Later Tsuburaya thought that he’d probably heard more of his father’s voice that day than he had for the previous five years. He was crying for his father’s pain and because of his banishment from the room. Every so often Ichiro asked if the pain was very bad and never received an answer. When his grandmother returned, she whispered something and tried to pull Tsuburaya away from the door, but he tore his elbow away with such ferocity that she never tried again. You should go back into that room, he told himself. Instead he stood where he was and listened.

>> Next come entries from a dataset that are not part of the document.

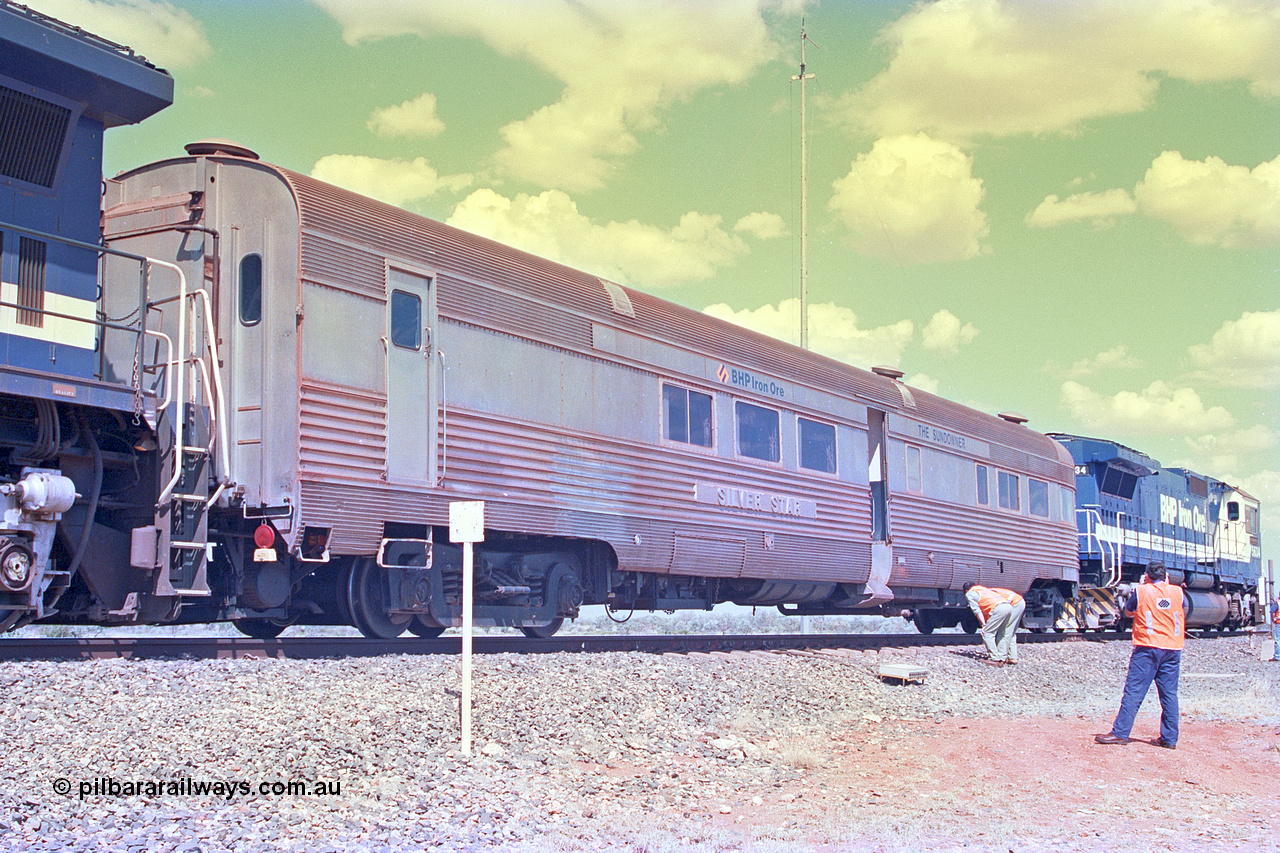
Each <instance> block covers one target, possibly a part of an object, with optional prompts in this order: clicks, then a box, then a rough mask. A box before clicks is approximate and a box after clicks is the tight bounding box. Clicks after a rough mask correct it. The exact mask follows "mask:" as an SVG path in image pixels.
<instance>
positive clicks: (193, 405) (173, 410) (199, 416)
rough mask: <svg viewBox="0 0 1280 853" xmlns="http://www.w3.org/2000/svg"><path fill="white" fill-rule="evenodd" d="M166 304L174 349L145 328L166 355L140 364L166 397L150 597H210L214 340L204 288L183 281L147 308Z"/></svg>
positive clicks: (150, 307) (158, 335) (158, 333)
mask: <svg viewBox="0 0 1280 853" xmlns="http://www.w3.org/2000/svg"><path fill="white" fill-rule="evenodd" d="M169 304H173V305H175V306H177V309H178V313H179V320H178V334H177V338H178V342H177V346H179V347H180V351H179V353H178V355H177V357H174V355H173V350H174V346H175V342H174V341H172V339H169V338H168V336H165V334H164V333H161V332H155V330H151V329H147V334H148V336H151V337H154V338H156V339H157V343H164V345H165V346H166V357H165V359H164V360H163V361H161V360H159V359H157V360H156V361H154V362H152V364H148V365H143V366H142V371H143V373H148V374H163V377H161V380H163V384H164V388H165V400H164V403H161V405H157V414H160V415H163V416H157V424H159V423H161V421H164V420H168V423H169V427H170V428H169V429H165V430H157V441H159V442H160V448H159V460H160V480H161V482H164V483H165V487H164V488H163V489H161V491H160V494H159V497H157V500H156V515H155V528H156V532H157V535H159V542H157V543H156V553H157V556H159V555H165V558H164V562H163V564H161V571H160V573H159V575H157V578H156V588H155V593H156V594H157V596H209V594H210V589H209V560H210V553H209V510H210V507H212V506H214V503H215V502H216V501H218V498H219V497H220V496H221V493H223V491H225V489H227V487H228V485H230V478H229V476H228V470H229V453H228V447H227V421H225V418H224V416H223V412H224V410H225V403H224V394H223V387H221V377H220V373H219V369H218V368H219V364H220V360H219V355H218V336H216V330H215V329H214V323H212V311H211V310H210V301H209V291H207V289H201V288H197V289H195V291H191V292H187V288H186V280H184V279H182V284H180V288H179V293H178V295H177V296H173V297H168V298H164V300H157V301H150V302H148V304H147V310H148V311H151V310H163V307H164V306H165V305H169ZM218 462H220V466H219V465H218ZM211 466H212V467H211ZM219 467H220V470H218V469H219ZM215 471H216V473H215ZM212 484H216V485H214V487H212V488H211V485H212Z"/></svg>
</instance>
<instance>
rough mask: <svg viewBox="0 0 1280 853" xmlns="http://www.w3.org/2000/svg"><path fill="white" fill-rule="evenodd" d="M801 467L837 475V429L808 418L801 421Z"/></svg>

Everything had been destroyed and the gas mains shattered just as lunch fires were being lit in hibachis and stoves all over Tokyo, in hotels and lunch counters and apartments and factory work stations from Ota to Arakawa. All of those braziers scattered their coals onto tatami mats on crooked old streets and alleys just wide enough to provide sufficient drafts. His father saw firemen — their water mains now dry — trying to use nearby moats and canals. He said those not trying to pull the trapped from the rubble did their best to put out the fires, but there were too many of them, and almost no water. Then the wind picked up.
Because there was no single point of origin neither was there a single advancing front of fire, and no one knew where to go or what was safe. Everyone who could headed to the river, and along its banks the mobs were increasingly herded toward the bridges, where they were crushed or tipped over the side until the bridges themselves caught fire. His father struggled toward anyone who resembled his son until he was knocked into the water by a handcart, and there he stayed alive by keeping submerged until oil from ruptured storage tanks ignited upstream, the fire cascading at him along the surface. He scrambled out just ahead of its arrival.